Initialize algorithm from another algorithm instance of a different class.

You can initialize one engine from another, not too different subclasses. Internally, this function calls get_resume_data() to extract data from the other_engine and then initializes the new class.

Note that it transfers the data without making copies in most case; even the options! Thus, when you call run() on one of the two algorithm instances, it will modify the state, environment, etc. in the other. We recommend to make the switch as engine = OtherSubClass.switch_engine(engine) directly replacing the reference.

Parameters
  • cls (class) – Subclass of Algorithm to be initialized.

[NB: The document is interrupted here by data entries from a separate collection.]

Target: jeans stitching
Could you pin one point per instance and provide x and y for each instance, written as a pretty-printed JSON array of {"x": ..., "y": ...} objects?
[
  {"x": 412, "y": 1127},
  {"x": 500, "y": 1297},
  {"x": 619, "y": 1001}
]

  • other_engine (Algorithm) – The engine from which data should be transfered. Another, but not too different algorithm subclass-class; e.g. you can switch from the TwoSiteDMRGEngine to the OneSiteDMRGEngine.

  • options (None | dict-like) – If not None, these options are used for the new initialization. If None, take the options from the other_engine.

  • **kwargs – Further keyword arguments for class initialization. If not defined, resume_data is collected with get_resume_data().